Without meaning to sound big-headed (as i
honestly dont rate myself much at all)
when I go out I do get a lot of male
attention which makes me feel good, but I
dont know how to deal with it. I'm not
really up for one-night stands... but I'm
definitely not ready for a relationship
yet. I get on better with guys than I do
girls and have a lot of male friends, but
I seem to get stuck in tricky situations
where when I explain to guys how I feel at
the moment, I couple have said that they'd
be willing to wait till I'm ready for more
(relationship wise) which totally freaks
me out as this is not what I want. I'm
quite social and enjoy meeting new people
but some guys that I know/meet seem to be
pretty keen already which pushes me away.
I dont want people getting jealous of me
meeting up with other people if I want to.
I just want space and I want to enjoy it.

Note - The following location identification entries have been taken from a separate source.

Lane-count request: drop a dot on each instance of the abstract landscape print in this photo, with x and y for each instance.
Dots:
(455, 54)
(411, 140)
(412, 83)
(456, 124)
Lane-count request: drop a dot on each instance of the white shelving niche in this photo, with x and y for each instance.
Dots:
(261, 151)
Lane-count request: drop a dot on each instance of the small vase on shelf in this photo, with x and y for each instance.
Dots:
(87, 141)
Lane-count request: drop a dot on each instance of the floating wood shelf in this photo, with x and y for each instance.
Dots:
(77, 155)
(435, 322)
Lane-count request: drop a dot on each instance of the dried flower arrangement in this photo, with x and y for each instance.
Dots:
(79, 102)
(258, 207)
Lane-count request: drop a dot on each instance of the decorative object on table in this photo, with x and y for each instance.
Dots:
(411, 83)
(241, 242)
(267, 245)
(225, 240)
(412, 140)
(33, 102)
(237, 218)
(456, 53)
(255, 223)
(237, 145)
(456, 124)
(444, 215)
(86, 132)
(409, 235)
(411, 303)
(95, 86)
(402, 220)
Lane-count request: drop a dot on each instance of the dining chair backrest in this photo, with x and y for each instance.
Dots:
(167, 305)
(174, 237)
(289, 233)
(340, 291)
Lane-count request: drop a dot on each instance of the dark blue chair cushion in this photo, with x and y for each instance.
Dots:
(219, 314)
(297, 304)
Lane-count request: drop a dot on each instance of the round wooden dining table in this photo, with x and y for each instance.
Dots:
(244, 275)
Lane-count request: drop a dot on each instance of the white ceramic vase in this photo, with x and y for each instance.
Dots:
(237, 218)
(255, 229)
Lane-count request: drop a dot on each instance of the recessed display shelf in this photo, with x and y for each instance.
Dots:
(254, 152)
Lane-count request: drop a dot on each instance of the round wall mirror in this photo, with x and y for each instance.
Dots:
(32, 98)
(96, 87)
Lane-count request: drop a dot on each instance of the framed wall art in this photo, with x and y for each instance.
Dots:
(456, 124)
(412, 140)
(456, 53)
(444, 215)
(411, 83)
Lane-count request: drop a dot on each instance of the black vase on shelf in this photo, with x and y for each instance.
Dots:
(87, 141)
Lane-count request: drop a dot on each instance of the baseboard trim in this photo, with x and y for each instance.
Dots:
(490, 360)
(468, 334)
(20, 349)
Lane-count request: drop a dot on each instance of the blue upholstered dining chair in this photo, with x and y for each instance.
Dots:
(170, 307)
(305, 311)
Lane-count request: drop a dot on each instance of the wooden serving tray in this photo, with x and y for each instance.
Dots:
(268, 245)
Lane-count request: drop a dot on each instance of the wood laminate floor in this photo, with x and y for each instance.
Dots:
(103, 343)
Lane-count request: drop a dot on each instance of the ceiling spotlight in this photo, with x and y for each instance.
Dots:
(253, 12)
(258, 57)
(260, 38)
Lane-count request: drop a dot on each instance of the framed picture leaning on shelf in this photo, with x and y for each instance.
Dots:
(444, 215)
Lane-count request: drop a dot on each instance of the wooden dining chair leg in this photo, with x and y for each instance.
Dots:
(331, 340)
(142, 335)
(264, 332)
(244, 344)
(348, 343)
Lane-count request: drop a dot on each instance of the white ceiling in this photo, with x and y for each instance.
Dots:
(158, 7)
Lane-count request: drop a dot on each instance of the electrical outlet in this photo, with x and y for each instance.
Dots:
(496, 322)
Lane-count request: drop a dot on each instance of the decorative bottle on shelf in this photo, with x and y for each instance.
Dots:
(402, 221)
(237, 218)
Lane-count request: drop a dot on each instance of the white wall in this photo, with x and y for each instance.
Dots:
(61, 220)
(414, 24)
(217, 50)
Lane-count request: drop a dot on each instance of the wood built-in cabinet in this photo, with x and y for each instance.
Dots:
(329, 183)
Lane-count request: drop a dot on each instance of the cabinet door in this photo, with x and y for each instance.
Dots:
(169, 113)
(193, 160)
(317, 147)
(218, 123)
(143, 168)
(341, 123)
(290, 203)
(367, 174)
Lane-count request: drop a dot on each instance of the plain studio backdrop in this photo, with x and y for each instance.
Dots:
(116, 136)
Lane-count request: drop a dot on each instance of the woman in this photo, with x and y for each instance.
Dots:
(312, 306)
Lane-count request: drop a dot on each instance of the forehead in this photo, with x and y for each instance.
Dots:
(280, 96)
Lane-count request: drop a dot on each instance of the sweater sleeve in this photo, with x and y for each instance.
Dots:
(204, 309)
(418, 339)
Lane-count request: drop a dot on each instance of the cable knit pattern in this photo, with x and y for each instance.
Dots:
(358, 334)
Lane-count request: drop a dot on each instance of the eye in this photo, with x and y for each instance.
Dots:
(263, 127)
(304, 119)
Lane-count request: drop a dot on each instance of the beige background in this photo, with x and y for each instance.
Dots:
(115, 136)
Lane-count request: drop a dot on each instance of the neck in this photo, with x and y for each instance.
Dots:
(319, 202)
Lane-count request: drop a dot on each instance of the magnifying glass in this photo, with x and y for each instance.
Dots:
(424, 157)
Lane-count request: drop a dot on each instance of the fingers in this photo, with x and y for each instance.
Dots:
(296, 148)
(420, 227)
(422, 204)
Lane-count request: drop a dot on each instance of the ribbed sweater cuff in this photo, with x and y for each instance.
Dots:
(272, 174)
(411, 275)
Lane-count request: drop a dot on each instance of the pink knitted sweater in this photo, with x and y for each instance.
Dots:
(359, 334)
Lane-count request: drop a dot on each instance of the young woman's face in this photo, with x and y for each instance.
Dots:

But I dont want to get so used to it that
I get beyond scared of taking that next
step...
I'm sorry if this hasnt made any sense at
all. I'm not even sure what I'm expecting
out of it, I'm just feeling pretty down
(which is unusual as I really have been
feeling happier recently) so needed to get
my feelings out... x
Well if you do not want a relationship or
one night stands, maybe date around? Go
out with no expectations but with enough
self esteem not to let yourself get taken
advantage of. Go and try to have fun with
whatever you do. Maybe pick up a new
hobby, hang out with friends, and maybe
volunteer somewhere... there's no joy like
putting a smile on someone else's face.